When you open a Demat account, if you wish to invest in gold stocks, you can do so through the stock market, or ETFs (Exchange Traded Funds). You can invest in these via the route of mutual funds, and these can be purchased and sold at prices of the market. Simply put, any mutual fund that invests in gold assets is essentially an ETF of gold. As gold is a commodity, this is a fund that is commodity-oriented, and it tracks the rate of gold. Gold ETFs are traded in a similar way to stocks on stock markets, and their performance may be viewed in a way that resembles a stock’s performance.
Exchange-traded funds are representative of assets such as physical gold, in dematerialized as well as in paper form. An investor can invest in stocks as a replacement for the actual physical metal. After they are traded, investors are credited by receiving the unit’s equivalent in the form of cash in place of actual gold.

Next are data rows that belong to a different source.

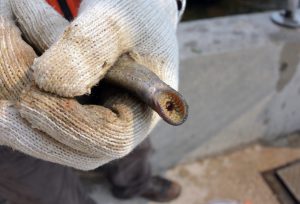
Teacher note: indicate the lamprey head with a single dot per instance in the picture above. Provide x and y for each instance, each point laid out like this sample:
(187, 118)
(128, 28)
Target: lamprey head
(171, 106)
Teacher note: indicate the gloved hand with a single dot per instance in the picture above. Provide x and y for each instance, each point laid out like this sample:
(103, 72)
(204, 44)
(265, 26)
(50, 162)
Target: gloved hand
(81, 136)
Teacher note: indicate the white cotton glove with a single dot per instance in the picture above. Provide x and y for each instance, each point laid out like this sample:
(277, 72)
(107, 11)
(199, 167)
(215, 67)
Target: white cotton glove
(101, 34)
(83, 137)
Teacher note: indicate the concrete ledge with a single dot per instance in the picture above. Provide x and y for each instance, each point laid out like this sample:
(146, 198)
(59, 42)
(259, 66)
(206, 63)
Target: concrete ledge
(241, 78)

Today, investors want diversification in their financial portfolios with a combination of investments that guarantee potential rewards, although they may be risky, like investments in any upcoming IPO. How do you hedge risk? By buying an investment that never loses its shine and always reflects a reliable means to offer liquidity, staying stable in times of inflation. This is where gold ETFs come into the picture. Here are the key perks of investing in gold ETFs:
Gold ETFs make up funds that are “passively managed”, and they track the value of physical gold according to the market. The funds invest your capital in gold bullion which is gold of 99.5% in purity. When there is a positive movement in the gold price in the market, investors of ETFs in gold stand to earn profits. Here are some of the perfect gold ETFs to invest in 2023:
|HDFC Gold ETF||Expense Ratio = 0.59%|
|AUM = Rs.3353.55 Cr.|
|SBI Gold ETF||Expense Ratio = 0.64%|
|AUM = Rs.2824.08.55 Cr.|
|ICICI Prudential Gold ETF||Expense Ratio = 0.5%|
|AUM = Rs.3332.52 Cr.|
|Kotak Gold ETF||Expense Ratio = 0.55%|
|AUM = Rs.2580.36 Cr.|
|Axis Gold ETF||Expense Ratio = 0.53%|
|AUM = Rs.756.85 Cr.|
|IDBI Gold ETF||Expense Ratio = 0.35%|
|AUM = Rs.94.67 Cr.|
|Invesco India Gold ETF||Expense Ratio = 0.55%|
|AUM = Rs.89.3 Cr.|
|UTI Gold ETF||Expense Ratio = 1.13%|
|AUM = Rs.817.90 Cr.|
|Aditya Birla Sun Life Gold ETF||Expense Ratio = 0.54%|
|AUM = Rs.355.56 Cr.|
|Quantum Gold ETF||Expense Ratio = 0.78%|
|AUM = Rs.154.60 Cr.|
Gold ETFs may be ideal investments for those investors who wish to keep a watchful eye on the prices of gold in real time. Then, there are those individuals who may not wish to invest in the physical metal commodity but wish to enhance their financial diversity with this investment. Investors gain exposure to the performance of the metal in the market and to the prices of the commodity.
Investing in gold ETFs gives people a practical way to invest in the metal without having the cumbersome challenge of storage of gold. Additionally, if you open a Demat account today for equity investment, then you can think of gold ETFs to mitigate risks of volatile markets, as pure gold investment acts to hedge your risk. For the risk-averse and those who want safety in commodity investment, gold ETFs kill two birds with one stone, so to speak. Conservative investors get to invest in the purest form of gold with transparent transactions. Furthermore, the brokerage fees when you invest in ETFs are not high. Be sure to check out an upcoming IPO when you look for gold ETF investment.